A lawsuit brought by agriculture organizations seeks to set aside emergency rules from the California Occupational Safety and Health Standards Board (Cal/OSHA) because the regulations do not “solve a crisis as much as it creates one,” according to the suit.

Plaintiffs in the suit include California Farm Bureau, California Association of Winegrape Growers, California Business Roundtable, Grower-Shipper Association of Central California, Ventura County Agricultural Association and Western Growers.

The suit was filed in Los Angeles County Superior Court and the lawsuit says the new regulations are “unprecedented and sweeping” and “place unprecedented financial and operational costs on all employers in this state.” It also “imposes unique threats to the agricultural industry.”

The mandate for continuous COVID testing of employees is unrealistic for employers in remote areas “with limited access to testing services,” noted the lawsuit.

Regulatory overreach

CFBF President Jamie Johansson said the standards represent “only the latest manifestation of the California government’s regulatory overreach, with constantly new and changing regulator dictates imposed on our members businesses … that now seem to be handed down on a daily basis.”

Members of the CFBF-led ag coalition are confident their case is strong and they hope the suit may encourage Gov. Gavin Newsom and Cal/OSHA to “reconsider this hasty and ill-considered action,” Johansson said.

The rules became effective on Nov. 30, 2020, accompanied by AB 685 which covers the same COVID-19 issues, creating angst among the more than 250 farmers, processors, employers, attorneys and consultants at a ZOOM-based virtual webinar.

FELS helps

Conducted by Bryan Little, CEO of the Farm Employers Labor Service (FELS) and Seth Mehrten, FELS Group Legal Service Program and partner with the law firm Barsamian & Moody, the program has been receiving inquiries “every day,” Little said.

Compliance with Cal/OSHA’s Emergency Temporary Standard (ETS) is being pursued by Cal/OSHA with the “intent of really enforcing this set of regulations,” he said.

Workers come first

Their suit is intended to stress their ongoing desire to assure the health and safety of employees at farms, ranches and agricultural businesses, according to the agricultural organizations.

“We want to keep our workers healthy and when the pandemic hit, farmers and agriculture reacted immediately and kept employees healthy and the food chain moving,” said Paul Sanguinetti, SJFB board member. “We’re continually the government’s second thought and they’re behind the times. We’ve learned from the pandemic and we’ve implemented what needed to be done.”

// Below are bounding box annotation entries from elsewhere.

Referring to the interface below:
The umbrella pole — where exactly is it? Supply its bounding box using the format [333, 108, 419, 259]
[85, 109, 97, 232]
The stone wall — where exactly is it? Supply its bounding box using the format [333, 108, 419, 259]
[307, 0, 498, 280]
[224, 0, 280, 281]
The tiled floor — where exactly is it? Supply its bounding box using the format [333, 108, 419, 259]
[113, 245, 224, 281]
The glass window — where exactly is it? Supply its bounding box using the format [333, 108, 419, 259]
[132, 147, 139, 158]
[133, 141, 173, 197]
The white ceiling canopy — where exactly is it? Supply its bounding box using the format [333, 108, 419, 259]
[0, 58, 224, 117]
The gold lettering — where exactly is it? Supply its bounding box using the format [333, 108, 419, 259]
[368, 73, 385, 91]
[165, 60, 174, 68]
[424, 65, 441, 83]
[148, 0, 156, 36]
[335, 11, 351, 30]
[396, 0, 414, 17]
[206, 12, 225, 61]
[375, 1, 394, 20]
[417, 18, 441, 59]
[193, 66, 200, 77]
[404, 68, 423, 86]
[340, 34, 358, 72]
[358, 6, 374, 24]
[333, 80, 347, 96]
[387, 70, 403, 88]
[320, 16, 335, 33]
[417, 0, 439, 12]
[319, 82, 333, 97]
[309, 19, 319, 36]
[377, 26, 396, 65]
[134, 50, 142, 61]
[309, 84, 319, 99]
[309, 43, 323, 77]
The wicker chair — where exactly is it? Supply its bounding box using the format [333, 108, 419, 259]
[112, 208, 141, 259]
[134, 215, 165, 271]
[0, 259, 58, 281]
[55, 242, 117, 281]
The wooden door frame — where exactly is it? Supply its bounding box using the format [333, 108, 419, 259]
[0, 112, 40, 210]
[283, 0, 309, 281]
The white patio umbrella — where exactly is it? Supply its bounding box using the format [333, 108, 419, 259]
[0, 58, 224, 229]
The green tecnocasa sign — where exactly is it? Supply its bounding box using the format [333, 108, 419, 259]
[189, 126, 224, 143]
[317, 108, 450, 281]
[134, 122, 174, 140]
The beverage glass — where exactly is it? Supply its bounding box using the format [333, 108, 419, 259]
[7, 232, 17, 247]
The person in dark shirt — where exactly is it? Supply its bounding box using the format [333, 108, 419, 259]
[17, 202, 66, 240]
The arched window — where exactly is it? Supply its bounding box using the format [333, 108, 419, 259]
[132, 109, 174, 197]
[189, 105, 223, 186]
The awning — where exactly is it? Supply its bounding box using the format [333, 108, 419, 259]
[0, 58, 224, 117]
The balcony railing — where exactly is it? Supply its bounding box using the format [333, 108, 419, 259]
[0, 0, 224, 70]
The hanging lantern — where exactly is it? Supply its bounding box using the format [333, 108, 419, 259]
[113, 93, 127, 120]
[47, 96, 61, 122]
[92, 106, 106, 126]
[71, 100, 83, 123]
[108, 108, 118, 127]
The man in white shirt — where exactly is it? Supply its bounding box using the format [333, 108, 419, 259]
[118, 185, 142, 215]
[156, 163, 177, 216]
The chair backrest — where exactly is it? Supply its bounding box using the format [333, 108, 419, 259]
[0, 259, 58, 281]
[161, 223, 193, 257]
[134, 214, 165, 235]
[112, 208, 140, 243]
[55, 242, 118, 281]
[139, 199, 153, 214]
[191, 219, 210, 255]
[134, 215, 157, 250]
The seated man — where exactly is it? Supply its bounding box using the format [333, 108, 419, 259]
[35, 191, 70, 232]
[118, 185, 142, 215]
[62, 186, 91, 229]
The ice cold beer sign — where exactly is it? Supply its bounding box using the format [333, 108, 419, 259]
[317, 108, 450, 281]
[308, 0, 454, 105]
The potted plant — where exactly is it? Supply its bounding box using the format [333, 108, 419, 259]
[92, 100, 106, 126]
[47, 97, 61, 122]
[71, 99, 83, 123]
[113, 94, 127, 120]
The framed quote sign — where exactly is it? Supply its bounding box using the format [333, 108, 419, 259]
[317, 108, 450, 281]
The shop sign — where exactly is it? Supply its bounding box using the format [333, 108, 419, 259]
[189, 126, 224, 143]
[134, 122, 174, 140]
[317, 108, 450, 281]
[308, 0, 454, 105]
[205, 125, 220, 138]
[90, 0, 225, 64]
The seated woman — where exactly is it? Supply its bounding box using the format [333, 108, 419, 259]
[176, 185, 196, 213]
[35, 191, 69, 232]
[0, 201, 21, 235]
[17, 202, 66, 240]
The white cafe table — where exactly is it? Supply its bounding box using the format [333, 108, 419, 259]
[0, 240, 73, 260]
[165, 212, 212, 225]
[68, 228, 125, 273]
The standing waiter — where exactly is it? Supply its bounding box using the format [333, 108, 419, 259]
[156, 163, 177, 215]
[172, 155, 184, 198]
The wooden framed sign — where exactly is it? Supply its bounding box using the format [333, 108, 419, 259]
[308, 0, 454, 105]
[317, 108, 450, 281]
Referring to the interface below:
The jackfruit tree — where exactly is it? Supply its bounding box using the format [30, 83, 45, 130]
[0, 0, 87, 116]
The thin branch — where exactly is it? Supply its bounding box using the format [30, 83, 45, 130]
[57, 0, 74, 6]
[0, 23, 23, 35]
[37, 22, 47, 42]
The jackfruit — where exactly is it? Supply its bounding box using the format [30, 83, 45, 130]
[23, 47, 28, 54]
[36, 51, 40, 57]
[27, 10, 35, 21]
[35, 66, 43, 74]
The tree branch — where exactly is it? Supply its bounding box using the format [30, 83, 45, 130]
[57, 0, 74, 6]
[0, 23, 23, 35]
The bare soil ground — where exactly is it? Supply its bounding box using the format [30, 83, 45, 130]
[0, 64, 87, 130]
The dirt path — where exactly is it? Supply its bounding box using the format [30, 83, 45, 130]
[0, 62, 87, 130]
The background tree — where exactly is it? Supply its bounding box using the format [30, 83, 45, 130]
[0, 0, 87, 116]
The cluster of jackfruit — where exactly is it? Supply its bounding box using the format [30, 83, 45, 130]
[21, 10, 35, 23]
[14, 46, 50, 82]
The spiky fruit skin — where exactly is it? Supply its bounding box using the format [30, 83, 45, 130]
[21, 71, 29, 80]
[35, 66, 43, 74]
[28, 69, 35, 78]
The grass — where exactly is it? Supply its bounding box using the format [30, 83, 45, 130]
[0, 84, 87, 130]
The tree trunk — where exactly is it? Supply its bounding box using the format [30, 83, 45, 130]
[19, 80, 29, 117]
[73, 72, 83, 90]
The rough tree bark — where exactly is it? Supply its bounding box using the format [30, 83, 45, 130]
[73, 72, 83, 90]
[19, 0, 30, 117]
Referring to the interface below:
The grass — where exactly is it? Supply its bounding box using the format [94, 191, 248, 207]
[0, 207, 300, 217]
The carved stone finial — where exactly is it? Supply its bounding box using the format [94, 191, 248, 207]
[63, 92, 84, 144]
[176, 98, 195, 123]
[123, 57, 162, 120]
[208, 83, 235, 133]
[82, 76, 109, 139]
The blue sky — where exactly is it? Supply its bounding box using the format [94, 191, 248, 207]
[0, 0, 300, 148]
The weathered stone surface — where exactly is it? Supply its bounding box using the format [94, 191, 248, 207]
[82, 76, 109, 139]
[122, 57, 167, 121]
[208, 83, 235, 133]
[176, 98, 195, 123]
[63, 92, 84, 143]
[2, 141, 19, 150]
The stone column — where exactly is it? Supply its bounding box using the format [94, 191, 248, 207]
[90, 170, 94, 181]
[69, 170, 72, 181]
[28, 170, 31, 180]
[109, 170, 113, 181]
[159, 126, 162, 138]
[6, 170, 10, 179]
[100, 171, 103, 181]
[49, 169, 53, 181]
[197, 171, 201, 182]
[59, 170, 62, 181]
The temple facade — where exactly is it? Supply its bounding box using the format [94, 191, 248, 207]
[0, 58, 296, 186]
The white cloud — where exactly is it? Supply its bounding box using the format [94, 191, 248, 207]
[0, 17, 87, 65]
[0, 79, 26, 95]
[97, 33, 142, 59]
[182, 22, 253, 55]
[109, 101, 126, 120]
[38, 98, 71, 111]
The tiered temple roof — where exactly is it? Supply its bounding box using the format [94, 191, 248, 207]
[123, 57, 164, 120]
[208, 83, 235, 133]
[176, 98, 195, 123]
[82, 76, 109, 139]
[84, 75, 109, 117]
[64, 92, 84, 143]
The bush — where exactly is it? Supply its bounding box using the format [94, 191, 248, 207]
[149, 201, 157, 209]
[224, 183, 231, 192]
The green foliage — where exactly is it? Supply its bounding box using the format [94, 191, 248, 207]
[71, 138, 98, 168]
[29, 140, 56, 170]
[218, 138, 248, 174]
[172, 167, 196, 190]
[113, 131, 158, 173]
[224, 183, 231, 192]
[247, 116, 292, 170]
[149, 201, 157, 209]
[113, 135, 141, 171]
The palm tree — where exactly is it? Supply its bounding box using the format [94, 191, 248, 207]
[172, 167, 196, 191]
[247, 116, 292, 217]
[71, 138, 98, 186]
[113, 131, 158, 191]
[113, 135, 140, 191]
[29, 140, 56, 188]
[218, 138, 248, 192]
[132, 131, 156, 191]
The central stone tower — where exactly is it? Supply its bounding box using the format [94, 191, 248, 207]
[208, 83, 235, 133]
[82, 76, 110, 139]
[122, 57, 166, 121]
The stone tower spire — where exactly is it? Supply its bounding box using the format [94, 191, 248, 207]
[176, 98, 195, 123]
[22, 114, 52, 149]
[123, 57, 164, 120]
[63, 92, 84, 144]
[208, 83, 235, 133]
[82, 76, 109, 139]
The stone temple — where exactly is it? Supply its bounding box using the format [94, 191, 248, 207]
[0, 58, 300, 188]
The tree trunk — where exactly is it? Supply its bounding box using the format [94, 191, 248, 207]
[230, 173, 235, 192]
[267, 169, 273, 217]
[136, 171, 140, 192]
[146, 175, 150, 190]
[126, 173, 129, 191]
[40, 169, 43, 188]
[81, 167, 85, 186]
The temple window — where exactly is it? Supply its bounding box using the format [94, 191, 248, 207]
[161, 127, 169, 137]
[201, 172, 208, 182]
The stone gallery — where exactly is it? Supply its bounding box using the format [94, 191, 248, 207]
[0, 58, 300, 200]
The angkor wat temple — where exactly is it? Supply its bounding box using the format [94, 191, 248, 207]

Bureaucrats lack ag knowledge

Sanguinetti also commented that, “I think the bureaucrats writing these regulations don’t know what they’re doing. If they’re not creating regulations, they write more whether we need them or not.”

Some of the mandates presented by this new ETS include: employers must provide no cost testing during working hours for employees with “potential” COVID exposure; new regulations have cut room occupancy in half; housing set aside by employers to isolate workers testing positive may not be available thus increasing COVID spread “rather than alleviating the problem,” Little said.

The regulations were termed by the lawsuit as being “complex, prescriptive and unprecedented” and should have been “publicly vetted” via “formal notice-and-comment procedures.” The only version of the regulations was available for review only a week before being adopted on an emergency basis by Cal/OSHA’s board.

Small family farms hurt

“This is one more thing that hurts small family farms,” said SJFB President David Strecker. “Regulations such as this cause farmers, ranchers and businesses associated with agriculture to spend their time indoors, away from what we love to do.”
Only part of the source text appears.